The restaurant was two shops from our hotel, we sat down and looking at what others ate, made our selection. We were handed a large pot of tea, not the same as Chinese tea, this was a type of milk tea, which we first thought to be butter tea as they make in Tibet, very nice but rich. We ordered two dumplings and a plate of what appeared to be two pancakes infused together with a vegetable and egg filling.
After breakfast we walked around town looking firstly for a travel agency. There was a nomadic tribe that herded rain deer and both of us really wanted to visit their camp and witness it. Problem was we couldn't find it and the travel agency could only tell us about a ger camp 18 km outside town.
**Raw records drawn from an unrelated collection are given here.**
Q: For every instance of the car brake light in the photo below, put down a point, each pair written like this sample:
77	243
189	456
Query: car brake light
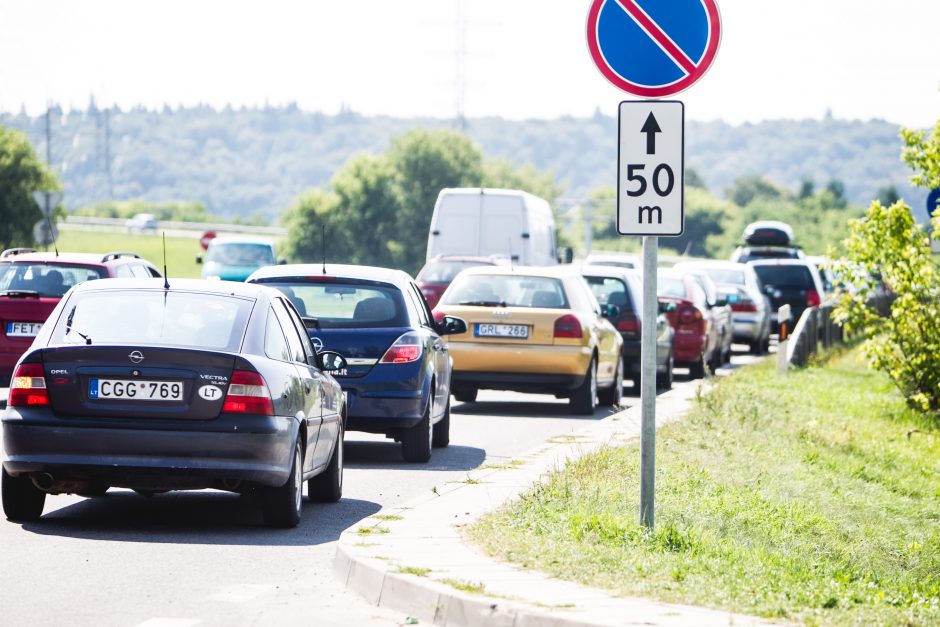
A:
568	326
688	314
628	323
248	394
28	387
406	349
744	305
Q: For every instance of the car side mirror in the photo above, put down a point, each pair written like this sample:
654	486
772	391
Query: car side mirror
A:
452	325
329	361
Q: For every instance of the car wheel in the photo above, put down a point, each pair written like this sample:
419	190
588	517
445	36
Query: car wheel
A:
281	506
664	380
22	501
327	487
441	436
697	368
416	441
584	399
614	394
466	395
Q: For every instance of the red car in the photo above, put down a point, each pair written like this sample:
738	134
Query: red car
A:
438	273
697	343
32	283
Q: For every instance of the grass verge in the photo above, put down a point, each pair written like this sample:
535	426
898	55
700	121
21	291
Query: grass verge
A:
813	498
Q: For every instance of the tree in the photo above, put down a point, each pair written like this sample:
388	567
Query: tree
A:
21	174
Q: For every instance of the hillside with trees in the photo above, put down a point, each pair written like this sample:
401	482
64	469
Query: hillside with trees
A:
254	163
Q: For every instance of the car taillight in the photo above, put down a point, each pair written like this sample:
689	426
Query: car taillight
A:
628	323
568	326
28	387
688	314
248	394
744	305
406	349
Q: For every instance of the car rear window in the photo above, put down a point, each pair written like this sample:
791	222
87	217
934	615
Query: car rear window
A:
444	271
154	318
785	276
611	291
347	305
46	279
488	290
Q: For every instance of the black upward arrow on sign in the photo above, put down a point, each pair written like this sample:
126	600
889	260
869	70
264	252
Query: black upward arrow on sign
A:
651	127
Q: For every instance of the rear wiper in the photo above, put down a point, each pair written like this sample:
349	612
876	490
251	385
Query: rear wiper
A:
20	293
483	303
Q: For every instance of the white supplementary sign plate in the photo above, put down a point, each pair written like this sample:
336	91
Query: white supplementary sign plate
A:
650	168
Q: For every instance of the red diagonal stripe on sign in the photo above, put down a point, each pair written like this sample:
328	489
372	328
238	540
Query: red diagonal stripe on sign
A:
659	36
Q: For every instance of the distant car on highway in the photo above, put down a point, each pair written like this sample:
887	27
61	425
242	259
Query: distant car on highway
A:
750	311
141	222
793	282
623	287
155	387
234	258
397	378
31	284
536	330
698	344
438	273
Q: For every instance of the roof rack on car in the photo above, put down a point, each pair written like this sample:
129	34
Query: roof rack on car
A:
9	252
117	255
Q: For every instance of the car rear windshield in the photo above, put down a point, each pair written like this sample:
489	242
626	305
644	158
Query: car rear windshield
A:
785	276
611	291
444	271
486	290
241	254
154	318
46	279
347	305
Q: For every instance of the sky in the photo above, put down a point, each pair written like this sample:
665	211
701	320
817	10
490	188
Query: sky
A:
853	59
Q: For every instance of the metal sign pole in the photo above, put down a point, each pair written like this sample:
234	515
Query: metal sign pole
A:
648	383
One of the agents spoke very good English and was able to give us much information in this regard, he even helped us to find a taxi, but after weighing up the costs we decided to leave it. We would be able to visit a real Ger camp in Mongolia and also be able to do horse riding. It would be better to save the money and aggregate it for then. He asked us to meet him again for lunch as he was interested in South Africa and we agreed.
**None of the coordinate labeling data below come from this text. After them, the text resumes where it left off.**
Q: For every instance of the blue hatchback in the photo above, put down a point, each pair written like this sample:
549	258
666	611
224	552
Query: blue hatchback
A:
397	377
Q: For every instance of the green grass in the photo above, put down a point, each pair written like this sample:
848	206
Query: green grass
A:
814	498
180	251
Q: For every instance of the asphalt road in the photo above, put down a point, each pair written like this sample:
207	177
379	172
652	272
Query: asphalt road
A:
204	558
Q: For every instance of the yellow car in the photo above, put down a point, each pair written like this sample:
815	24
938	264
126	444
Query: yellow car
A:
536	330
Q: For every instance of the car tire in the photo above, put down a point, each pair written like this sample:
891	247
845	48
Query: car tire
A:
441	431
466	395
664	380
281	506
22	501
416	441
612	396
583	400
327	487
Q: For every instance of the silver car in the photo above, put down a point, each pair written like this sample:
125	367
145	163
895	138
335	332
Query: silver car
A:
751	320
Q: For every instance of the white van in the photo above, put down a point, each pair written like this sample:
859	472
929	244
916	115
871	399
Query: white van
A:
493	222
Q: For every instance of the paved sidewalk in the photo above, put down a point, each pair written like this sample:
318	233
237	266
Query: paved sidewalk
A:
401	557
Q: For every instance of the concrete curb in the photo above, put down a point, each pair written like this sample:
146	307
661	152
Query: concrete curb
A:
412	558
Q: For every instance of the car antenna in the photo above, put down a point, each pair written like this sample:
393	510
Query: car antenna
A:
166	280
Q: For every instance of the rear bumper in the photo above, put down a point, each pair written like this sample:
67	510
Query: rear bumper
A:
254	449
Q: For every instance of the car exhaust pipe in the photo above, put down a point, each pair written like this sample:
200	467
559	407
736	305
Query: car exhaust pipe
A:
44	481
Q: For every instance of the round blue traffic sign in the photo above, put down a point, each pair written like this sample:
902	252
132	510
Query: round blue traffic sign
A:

Walking back we fetched our camera and headed off to a mall he had pointed out, it was filled mostly with clothing, computer, cellphones and other toys. We wandered around for an hour, buying a nice pair of earrings for Leanne, before walking back. We walked back to the travel agency and met up with Duren.
He asked whether we like dumplings which we confirmed, after which he led us to a restaurant not to far away. There he set about to order an absolute feast. One plate with chili pork, another with meat from the head of a cow and lastly 3 plates of dumplings with 10 each and two large beers! It was so much food I don't know how we finished it, but after an hour 90% of it had disappeared! We wanted to pay, but he insisted to pay for us, the total bill was 98Y, far more than our most expensive lunch in all of our stay in China! From here he led us to the other side of town where we were able to exchange some Yuan for Mongolian currency, without his help I'm sure we would have been royally conned! We greeted him as he walked back to his office and we continued to wander the streets, we had found a section with literally hundreds of small shops selling jeans, clothes, electronics and anything else.
We walked back spending the rest of the afternoon relaxing in our room and reading, the lack of sleep was starting to get to me and I fell asleep for 20 minutes. When I awoke we returned to the hotel to give Duren a present, a small RSA souvenir with a flag and lions head, he asked that we contact him on our return from Mongolia to which we agreed. Returning back we bought some water and spent the last few hours reading before hitting the sack at around 09h00.